O catálogo não é a única coisa traduzida¶
Duas falhas aqui não tiveram nada a ver com o gettext.
Traduzir um título muda a âncora gerada a partir dele, de modo que todo link entre páginas que aponte para aquela seção quebra — silenciosamente, e só naquele idioma. Este site fixa a âncora em inglês em todos os títulos, e um teste deriva a lista esperada da página em inglês.
E o gerador do site vem com traduções de interface para sessenta e oito idiomas, o que não inclui suaíli nem irlandês. Sem uma delas o build não degrada para o inglês: o include do template falha e a edição simplesmente não pode ser gerada. Dois arquivos deste próprio repositório existem para preencher essa lacuna.
Suas ferramentas também têm bugs¶
O passo de CI que esta documentação recomenda para pegar catálogos
desatualizados, pybabel update --check, não consegue fazer esse trabalho em
nenhum projeto que use pgettext ou npgettext. No Babel 2.18.0, ele relata
como desatualizado todo catálogo que tenha um msgctxt, em toda execução. A
comparação passa por Catalog.is_identical, que procura cada mensagem pela
chave sob a qual ela está armazenada — e, para uma mensagem com contexto, essa
chave é o par (id, context), que Catalog.get não aceita. A busca não
retorna nada, e os catálogos nunca são considerados iguais:
>>> from babel.messages.catalog import Catalog
>>> c = Catalog(locale="ja")
>>> c.add("Guide", "ガイド", context="navigation")
<Message 'Guide' (flags: [])>
>>> c.is_identical(c)
False
Ele foi descoberto aqui ao tentar usá-lo, foi reportado upstream, e a verificação substituta está na página de produção.

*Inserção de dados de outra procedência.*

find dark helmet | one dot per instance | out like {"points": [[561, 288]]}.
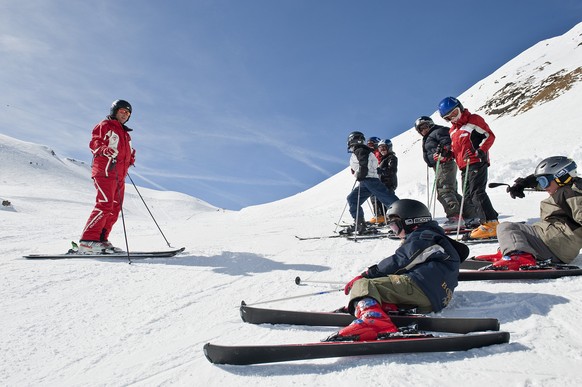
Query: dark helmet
{"points": [[423, 120], [407, 214], [386, 142], [119, 104], [448, 104], [354, 139], [559, 168]]}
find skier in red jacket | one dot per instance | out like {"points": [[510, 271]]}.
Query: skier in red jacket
{"points": [[471, 139], [112, 157]]}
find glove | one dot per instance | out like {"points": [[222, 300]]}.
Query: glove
{"points": [[443, 159], [349, 285], [446, 152], [478, 153], [516, 190], [109, 152]]}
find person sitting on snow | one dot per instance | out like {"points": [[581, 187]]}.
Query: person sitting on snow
{"points": [[558, 235], [422, 273]]}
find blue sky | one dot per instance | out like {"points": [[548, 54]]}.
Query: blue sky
{"points": [[242, 102]]}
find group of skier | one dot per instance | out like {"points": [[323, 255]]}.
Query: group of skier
{"points": [[423, 272]]}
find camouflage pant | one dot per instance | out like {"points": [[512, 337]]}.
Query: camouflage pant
{"points": [[393, 289]]}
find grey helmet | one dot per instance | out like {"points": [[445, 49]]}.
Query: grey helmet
{"points": [[408, 214], [119, 104], [559, 168], [423, 120]]}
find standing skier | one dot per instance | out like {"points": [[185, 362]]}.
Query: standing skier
{"points": [[112, 156], [471, 139], [364, 166], [387, 171], [436, 147], [557, 236], [422, 273]]}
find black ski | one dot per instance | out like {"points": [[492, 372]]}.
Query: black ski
{"points": [[132, 255], [467, 240], [377, 235], [474, 264], [254, 315], [549, 271], [255, 354]]}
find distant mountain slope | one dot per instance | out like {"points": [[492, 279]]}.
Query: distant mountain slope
{"points": [[32, 171]]}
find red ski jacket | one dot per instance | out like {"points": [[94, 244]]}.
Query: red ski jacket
{"points": [[110, 133], [470, 133]]}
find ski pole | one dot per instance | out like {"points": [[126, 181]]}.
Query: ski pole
{"points": [[495, 185], [144, 203], [463, 198], [357, 214], [433, 195], [427, 191], [299, 281], [299, 296], [120, 200], [344, 210]]}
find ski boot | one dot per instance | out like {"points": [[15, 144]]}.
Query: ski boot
{"points": [[371, 320], [515, 261], [490, 257], [485, 231]]}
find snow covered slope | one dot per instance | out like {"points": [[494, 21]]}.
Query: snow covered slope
{"points": [[104, 322]]}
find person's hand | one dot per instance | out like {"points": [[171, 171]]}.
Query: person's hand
{"points": [[350, 284], [441, 157], [516, 190], [109, 152]]}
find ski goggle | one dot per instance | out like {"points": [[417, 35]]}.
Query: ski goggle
{"points": [[453, 114], [396, 225], [545, 180]]}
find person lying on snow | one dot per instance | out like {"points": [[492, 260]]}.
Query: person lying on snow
{"points": [[557, 237], [422, 273]]}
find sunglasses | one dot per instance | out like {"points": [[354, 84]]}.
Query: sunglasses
{"points": [[396, 225], [421, 127], [545, 180], [452, 114]]}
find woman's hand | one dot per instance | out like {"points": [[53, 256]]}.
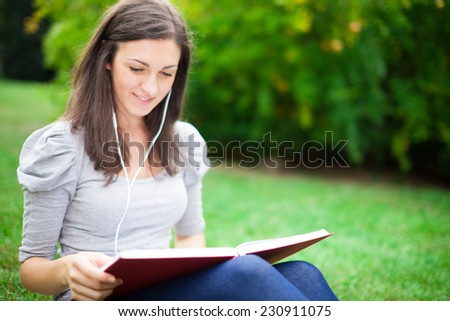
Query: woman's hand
{"points": [[85, 278]]}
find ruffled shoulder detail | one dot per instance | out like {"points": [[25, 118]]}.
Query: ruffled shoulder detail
{"points": [[48, 159], [193, 152]]}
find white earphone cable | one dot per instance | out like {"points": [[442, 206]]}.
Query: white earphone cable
{"points": [[122, 162]]}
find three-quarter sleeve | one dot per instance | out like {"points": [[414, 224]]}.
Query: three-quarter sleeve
{"points": [[195, 164], [48, 174]]}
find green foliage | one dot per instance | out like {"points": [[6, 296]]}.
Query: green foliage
{"points": [[391, 241], [375, 73], [20, 51], [72, 24]]}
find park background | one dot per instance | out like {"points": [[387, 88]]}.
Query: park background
{"points": [[374, 73]]}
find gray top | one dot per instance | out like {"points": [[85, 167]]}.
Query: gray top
{"points": [[67, 203]]}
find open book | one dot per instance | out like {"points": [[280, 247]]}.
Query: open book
{"points": [[142, 268]]}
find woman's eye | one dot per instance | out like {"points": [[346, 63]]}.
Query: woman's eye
{"points": [[133, 69]]}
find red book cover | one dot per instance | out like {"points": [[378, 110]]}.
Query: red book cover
{"points": [[143, 268]]}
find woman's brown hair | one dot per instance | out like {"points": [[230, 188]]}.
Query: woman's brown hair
{"points": [[90, 105]]}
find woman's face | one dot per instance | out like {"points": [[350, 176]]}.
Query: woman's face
{"points": [[143, 72]]}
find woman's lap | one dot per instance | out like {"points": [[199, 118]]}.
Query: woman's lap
{"points": [[247, 278]]}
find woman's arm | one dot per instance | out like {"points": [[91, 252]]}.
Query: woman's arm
{"points": [[80, 272], [195, 240]]}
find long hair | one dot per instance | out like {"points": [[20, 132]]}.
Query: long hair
{"points": [[89, 107]]}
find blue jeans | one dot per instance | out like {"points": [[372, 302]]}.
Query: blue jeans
{"points": [[247, 278]]}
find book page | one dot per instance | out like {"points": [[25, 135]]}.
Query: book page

A lição geral é a desconfortável: um portão sempre vermelho é pior que portão nenhum, porque a equipe o desliga. Verifique que a sua checagem de CI é capaz de passar antes de confiar nela para falhar.
Para que serve a biblioteca, em uma linha¶
A maior parte desta página é julgamento que ferramenta nenhuma assume por você. O que uma ferramenta pode fazer é garantir que uma tradução não consiga mudar a estrutura da frase que traduz — não consiga descartar um valor, inventar um, reformatar um nem alcançar seus objetos — e dizer isso em uma frase sobre a qual quem tem de consertar consiga agir. É tudo o que esta biblioteca promete, e o resto deste site é como ela cumpre essa promessa.